4.     Wanita kafir, selain wanita Nasrani dan Yahudi baik Budha, Hindu, Konghucu dan lain-lain. Adapun wanita Nasrani dan Yahudi maka boleh dinikahi seorang muslim dengan syarat-syarat yang akan disebutkan pada bahasan yang akan datang.

Sebagaimana firman Allah Subhanahu Wata’ala:

وَلاَ تَنْكِحُوْا الْمُشْرِكَاتُ حَتَّى يُؤْمِنَّ (البقرة : 221)

Dan janganlah menikahi wanita musyrik sebelum mereka beriman. (Al-Baqarah, 221)

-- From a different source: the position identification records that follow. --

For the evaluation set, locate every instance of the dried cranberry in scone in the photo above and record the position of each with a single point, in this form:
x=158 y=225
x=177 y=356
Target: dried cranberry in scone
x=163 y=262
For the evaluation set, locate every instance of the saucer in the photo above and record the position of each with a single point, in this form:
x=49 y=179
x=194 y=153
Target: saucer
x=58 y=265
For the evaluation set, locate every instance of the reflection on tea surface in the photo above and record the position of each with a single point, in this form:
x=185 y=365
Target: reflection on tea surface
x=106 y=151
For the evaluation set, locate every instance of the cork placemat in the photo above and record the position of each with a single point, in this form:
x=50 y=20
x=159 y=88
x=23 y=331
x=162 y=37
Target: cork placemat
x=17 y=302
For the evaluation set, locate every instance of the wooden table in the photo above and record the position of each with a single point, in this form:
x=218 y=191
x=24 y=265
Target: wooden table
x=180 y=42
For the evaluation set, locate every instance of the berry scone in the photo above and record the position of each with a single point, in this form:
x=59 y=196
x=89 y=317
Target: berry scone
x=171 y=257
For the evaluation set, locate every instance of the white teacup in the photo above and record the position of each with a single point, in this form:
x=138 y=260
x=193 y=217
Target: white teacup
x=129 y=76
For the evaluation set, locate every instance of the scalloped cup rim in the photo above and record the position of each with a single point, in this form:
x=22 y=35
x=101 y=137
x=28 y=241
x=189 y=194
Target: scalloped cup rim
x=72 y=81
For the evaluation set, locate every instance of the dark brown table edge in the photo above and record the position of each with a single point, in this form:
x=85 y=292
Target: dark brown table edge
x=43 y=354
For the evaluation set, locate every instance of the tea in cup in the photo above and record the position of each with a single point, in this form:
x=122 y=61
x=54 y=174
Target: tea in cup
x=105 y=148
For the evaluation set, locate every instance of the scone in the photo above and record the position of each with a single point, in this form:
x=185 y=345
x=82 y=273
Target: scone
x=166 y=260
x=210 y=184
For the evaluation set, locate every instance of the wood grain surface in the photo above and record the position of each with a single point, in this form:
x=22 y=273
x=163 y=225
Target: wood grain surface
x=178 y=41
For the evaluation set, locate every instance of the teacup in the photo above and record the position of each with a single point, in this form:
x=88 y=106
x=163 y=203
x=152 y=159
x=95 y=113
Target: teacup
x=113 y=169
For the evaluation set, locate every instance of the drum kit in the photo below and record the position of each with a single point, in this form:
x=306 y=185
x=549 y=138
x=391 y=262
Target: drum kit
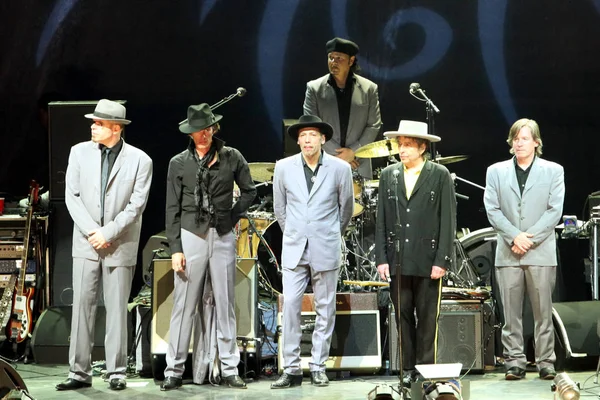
x=259 y=237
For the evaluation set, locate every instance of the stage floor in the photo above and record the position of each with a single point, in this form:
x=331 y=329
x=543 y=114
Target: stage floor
x=41 y=379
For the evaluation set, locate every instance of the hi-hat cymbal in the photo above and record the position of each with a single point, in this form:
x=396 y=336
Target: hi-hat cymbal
x=262 y=172
x=450 y=159
x=381 y=148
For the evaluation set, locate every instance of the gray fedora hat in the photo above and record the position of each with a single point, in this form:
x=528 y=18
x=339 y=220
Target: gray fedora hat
x=311 y=121
x=108 y=110
x=199 y=117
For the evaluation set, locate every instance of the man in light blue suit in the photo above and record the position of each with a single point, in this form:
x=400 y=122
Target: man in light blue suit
x=524 y=200
x=346 y=101
x=107 y=186
x=313 y=202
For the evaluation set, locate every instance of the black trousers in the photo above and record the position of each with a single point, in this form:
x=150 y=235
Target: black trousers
x=420 y=296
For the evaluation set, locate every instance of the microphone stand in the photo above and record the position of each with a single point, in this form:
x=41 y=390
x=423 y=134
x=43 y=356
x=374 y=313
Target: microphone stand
x=238 y=92
x=398 y=266
x=430 y=109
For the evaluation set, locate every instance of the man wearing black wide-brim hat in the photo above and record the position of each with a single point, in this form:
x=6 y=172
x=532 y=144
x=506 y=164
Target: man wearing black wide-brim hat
x=313 y=202
x=199 y=227
x=348 y=102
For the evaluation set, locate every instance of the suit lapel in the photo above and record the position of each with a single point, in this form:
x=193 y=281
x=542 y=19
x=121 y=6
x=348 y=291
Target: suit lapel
x=511 y=176
x=321 y=174
x=423 y=176
x=298 y=176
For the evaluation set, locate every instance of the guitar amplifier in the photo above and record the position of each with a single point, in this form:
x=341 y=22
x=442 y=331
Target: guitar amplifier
x=355 y=345
x=465 y=335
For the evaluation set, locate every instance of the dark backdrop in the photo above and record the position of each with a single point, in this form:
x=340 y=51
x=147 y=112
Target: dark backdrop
x=484 y=63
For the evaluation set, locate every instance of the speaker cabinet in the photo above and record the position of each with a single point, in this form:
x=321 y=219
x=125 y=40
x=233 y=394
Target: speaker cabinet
x=460 y=335
x=67 y=126
x=52 y=335
x=290 y=146
x=355 y=345
x=162 y=305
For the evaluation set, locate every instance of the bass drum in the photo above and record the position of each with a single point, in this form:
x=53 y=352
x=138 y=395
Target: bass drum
x=480 y=247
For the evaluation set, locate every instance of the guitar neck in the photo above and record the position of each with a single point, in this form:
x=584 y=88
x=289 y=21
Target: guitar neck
x=25 y=254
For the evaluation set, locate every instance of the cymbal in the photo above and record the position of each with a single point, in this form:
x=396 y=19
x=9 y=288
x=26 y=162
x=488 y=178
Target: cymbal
x=381 y=148
x=450 y=159
x=262 y=172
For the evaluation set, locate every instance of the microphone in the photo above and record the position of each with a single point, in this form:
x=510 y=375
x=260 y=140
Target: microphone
x=414 y=87
x=396 y=173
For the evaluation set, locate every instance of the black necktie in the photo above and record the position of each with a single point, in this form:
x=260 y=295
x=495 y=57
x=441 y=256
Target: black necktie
x=104 y=181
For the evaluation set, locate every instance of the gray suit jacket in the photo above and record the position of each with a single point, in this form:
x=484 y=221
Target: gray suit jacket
x=126 y=195
x=318 y=218
x=365 y=117
x=537 y=211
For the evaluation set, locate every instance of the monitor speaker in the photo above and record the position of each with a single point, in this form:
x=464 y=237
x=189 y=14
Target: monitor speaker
x=67 y=126
x=355 y=344
x=461 y=336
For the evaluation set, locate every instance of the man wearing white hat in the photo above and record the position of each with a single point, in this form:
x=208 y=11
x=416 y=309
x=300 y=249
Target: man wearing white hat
x=107 y=186
x=414 y=238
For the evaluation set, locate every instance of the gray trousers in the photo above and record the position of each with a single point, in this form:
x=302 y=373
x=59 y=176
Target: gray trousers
x=217 y=255
x=324 y=286
x=116 y=281
x=539 y=283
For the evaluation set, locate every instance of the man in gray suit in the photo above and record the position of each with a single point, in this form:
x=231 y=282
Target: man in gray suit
x=348 y=102
x=524 y=199
x=312 y=196
x=107 y=185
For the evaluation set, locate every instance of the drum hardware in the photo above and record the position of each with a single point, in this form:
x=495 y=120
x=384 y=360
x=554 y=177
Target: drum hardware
x=262 y=172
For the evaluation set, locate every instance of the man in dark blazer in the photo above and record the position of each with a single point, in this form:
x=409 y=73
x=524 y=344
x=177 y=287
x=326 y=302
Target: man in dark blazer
x=346 y=101
x=523 y=200
x=313 y=203
x=107 y=186
x=415 y=230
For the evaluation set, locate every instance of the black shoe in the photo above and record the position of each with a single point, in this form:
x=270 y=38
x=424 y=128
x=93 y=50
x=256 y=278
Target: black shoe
x=117 y=384
x=72 y=384
x=319 y=378
x=234 y=381
x=287 y=380
x=547 y=373
x=514 y=374
x=171 y=383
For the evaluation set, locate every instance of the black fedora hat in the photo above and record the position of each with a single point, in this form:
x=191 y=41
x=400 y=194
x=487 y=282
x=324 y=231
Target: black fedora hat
x=311 y=121
x=199 y=117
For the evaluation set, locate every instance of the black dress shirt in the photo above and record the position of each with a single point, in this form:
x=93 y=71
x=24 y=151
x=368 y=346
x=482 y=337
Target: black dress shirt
x=344 y=98
x=181 y=184
x=522 y=174
x=309 y=175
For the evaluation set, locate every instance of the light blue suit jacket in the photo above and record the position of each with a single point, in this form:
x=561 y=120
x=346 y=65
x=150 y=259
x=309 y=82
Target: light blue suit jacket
x=125 y=199
x=317 y=219
x=537 y=211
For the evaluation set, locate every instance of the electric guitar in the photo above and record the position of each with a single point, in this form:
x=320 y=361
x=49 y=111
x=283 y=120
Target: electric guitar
x=21 y=322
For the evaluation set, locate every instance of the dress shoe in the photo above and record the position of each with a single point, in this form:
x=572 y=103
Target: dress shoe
x=170 y=383
x=514 y=374
x=234 y=381
x=319 y=378
x=72 y=384
x=117 y=384
x=547 y=373
x=287 y=380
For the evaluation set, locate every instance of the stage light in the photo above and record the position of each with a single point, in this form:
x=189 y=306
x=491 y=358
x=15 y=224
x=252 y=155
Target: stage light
x=565 y=388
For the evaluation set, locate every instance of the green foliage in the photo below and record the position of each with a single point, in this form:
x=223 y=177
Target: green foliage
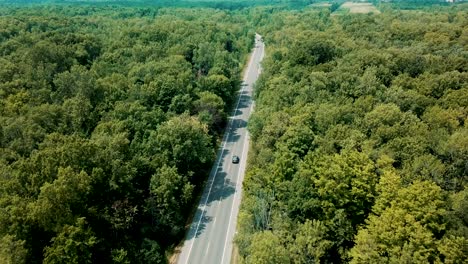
x=358 y=140
x=109 y=118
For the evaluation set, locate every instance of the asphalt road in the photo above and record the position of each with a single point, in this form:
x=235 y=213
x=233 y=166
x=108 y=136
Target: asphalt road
x=210 y=237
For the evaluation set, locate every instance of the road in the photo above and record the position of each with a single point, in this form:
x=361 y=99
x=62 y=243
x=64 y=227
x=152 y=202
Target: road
x=210 y=237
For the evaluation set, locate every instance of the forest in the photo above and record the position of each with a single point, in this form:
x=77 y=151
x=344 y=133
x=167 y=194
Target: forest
x=360 y=139
x=109 y=122
x=111 y=114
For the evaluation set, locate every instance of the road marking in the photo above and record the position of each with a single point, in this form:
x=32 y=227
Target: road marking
x=225 y=138
x=241 y=168
x=207 y=248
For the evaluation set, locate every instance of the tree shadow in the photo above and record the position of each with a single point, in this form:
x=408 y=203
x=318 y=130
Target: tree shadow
x=234 y=135
x=197 y=230
x=222 y=188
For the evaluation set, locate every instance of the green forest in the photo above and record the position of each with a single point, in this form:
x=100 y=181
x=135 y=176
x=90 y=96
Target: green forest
x=360 y=140
x=111 y=113
x=109 y=122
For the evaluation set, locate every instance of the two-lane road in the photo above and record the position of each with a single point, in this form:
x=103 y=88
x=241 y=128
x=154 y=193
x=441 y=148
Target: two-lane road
x=210 y=238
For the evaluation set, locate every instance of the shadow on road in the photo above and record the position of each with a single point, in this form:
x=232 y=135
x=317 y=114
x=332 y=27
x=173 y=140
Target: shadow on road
x=233 y=132
x=202 y=226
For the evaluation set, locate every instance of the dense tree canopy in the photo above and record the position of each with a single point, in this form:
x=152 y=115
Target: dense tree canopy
x=109 y=123
x=110 y=116
x=359 y=140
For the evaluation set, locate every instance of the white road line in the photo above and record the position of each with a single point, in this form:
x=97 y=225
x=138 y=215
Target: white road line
x=241 y=168
x=226 y=136
x=207 y=249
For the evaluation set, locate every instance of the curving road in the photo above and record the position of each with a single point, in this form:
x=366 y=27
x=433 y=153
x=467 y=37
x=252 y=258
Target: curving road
x=209 y=239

5.     Wanita yang menjadi mahramnya dari nasab (tali persaudaraan)
Sebagaimana firan Allah SWT yang artinya : “Diharamkan atas kamu (mengawini) ibu-ibumu, anak-anakmu yang perempuan, saudara-saudaramu yang perempuan, saudara-saudara bapakmu yang perem-puan,saudara-saudara ibumu yang perempuan, anak-anak perempuan dari saudara-saudaramu yang laki-laki, anak-anak perempuan dari saudara-saudaramu yang perempuan”.(Q.S. An Nisa’:23)

Seperti ibu, nenek, saudara perempuan dan lain-lain.

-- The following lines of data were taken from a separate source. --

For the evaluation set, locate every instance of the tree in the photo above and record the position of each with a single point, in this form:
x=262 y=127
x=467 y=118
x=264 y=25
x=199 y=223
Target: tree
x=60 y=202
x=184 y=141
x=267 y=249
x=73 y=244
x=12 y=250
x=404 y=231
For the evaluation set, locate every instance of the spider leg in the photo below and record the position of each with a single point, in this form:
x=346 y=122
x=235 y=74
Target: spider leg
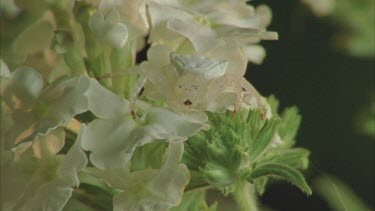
x=137 y=89
x=247 y=87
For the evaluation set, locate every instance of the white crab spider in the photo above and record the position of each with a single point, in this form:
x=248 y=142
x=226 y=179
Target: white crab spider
x=193 y=82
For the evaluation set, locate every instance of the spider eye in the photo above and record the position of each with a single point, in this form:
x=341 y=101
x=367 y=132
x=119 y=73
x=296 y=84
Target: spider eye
x=188 y=102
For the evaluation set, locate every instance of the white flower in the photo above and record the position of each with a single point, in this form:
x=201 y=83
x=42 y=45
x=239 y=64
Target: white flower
x=34 y=110
x=187 y=82
x=320 y=7
x=150 y=189
x=36 y=178
x=209 y=25
x=113 y=137
x=116 y=22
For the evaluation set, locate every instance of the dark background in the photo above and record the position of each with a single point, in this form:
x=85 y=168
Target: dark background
x=329 y=87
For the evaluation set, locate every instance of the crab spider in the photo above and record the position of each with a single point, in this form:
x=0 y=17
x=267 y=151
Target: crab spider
x=187 y=82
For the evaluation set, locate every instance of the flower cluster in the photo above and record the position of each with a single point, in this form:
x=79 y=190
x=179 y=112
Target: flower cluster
x=78 y=107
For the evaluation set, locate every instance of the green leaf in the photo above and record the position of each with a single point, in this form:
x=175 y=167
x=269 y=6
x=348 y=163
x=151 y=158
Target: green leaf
x=28 y=43
x=253 y=119
x=260 y=185
x=264 y=138
x=338 y=195
x=286 y=172
x=274 y=104
x=194 y=202
x=296 y=158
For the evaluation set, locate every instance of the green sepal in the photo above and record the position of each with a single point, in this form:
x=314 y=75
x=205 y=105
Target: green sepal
x=260 y=185
x=288 y=173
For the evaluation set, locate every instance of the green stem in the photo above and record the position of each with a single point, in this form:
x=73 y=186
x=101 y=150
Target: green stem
x=245 y=197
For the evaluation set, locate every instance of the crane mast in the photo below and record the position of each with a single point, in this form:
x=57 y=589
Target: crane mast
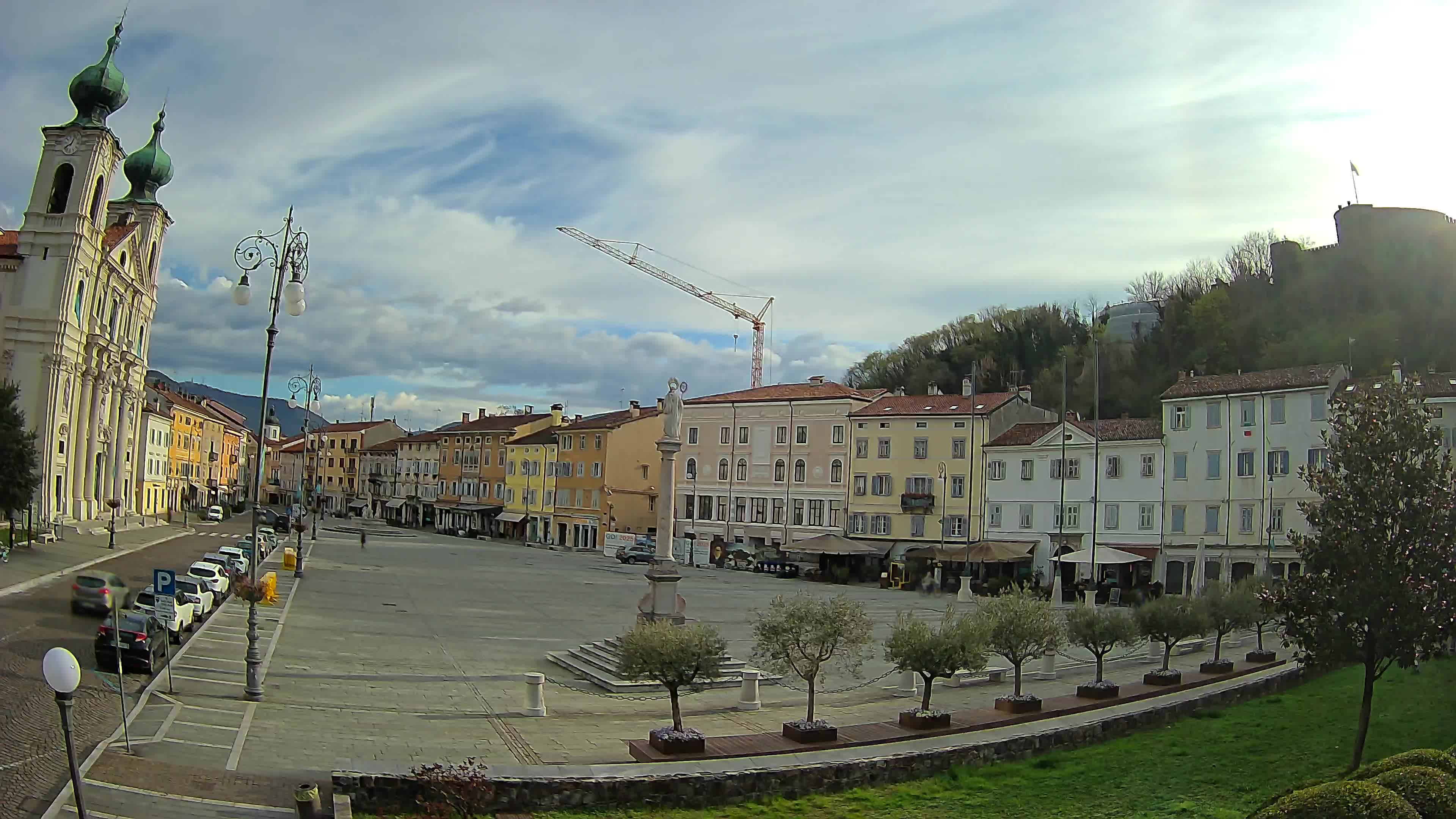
x=756 y=320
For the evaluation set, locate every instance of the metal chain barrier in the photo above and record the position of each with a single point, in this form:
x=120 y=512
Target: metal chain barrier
x=625 y=697
x=839 y=690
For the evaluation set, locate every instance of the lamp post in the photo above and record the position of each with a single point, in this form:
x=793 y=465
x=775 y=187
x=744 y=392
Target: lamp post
x=289 y=259
x=63 y=674
x=111 y=540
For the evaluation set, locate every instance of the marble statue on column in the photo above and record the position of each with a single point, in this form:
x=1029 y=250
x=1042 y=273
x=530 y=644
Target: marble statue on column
x=662 y=599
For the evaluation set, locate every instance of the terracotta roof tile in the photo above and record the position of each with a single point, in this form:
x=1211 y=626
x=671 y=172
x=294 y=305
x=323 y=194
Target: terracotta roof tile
x=117 y=234
x=609 y=420
x=1432 y=385
x=1261 y=381
x=493 y=423
x=935 y=404
x=1109 y=429
x=783 y=392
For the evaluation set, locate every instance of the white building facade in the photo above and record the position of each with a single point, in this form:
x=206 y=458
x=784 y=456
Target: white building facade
x=78 y=292
x=1072 y=484
x=728 y=486
x=1234 y=449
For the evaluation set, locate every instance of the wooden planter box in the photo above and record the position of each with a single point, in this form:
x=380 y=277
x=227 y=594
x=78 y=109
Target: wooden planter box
x=1018 y=706
x=676 y=745
x=810 y=735
x=1097 y=691
x=910 y=720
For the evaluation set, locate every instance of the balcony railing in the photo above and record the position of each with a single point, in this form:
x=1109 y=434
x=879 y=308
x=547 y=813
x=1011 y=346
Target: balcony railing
x=916 y=502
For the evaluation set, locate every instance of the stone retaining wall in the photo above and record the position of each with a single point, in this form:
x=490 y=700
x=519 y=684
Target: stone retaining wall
x=398 y=792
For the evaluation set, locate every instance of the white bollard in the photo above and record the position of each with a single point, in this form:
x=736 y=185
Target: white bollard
x=749 y=691
x=535 y=696
x=1049 y=667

6.     Wanita yang menjadi mahram karena rodlo’ (sesusuan). Sebagaimana firman Allah SWT;

Sebagaimana firman Allah SWT yang artinya :

Ibu-ibumu yang menyusui kamu, dan saudara perem­puan sepersusuan.(Q.S. An Nisa’:23)

7.     Wanita yang mahram karena mushaharah (periparan). Sebagaimana firman Allah Subhanahu Wata’ala:

Sebagaimana firman Allah SWT yang artinya :

Ibu-ibu istrimu (mertua), anak-anak istrimu yang dalam pemeliharaanmu dart istri yang telah kamu campuri, tetapi jika kamu belum campur dengan istrimu itu (dan kamu sudah ceraikan) maka tidak berdosa kamu mengawininya, (dan diharamkan bagimu) istri-istri anak kandungmu (menantu) dan menghimpunkan (dalam perkawainan) dua perempuan yang bersaudara, kecuali jika telah terjadi di masa lampau, sesungguhnya Allah Maha Pengampun lagi Maha Penyayang.(Q.S. An Nisa’:23)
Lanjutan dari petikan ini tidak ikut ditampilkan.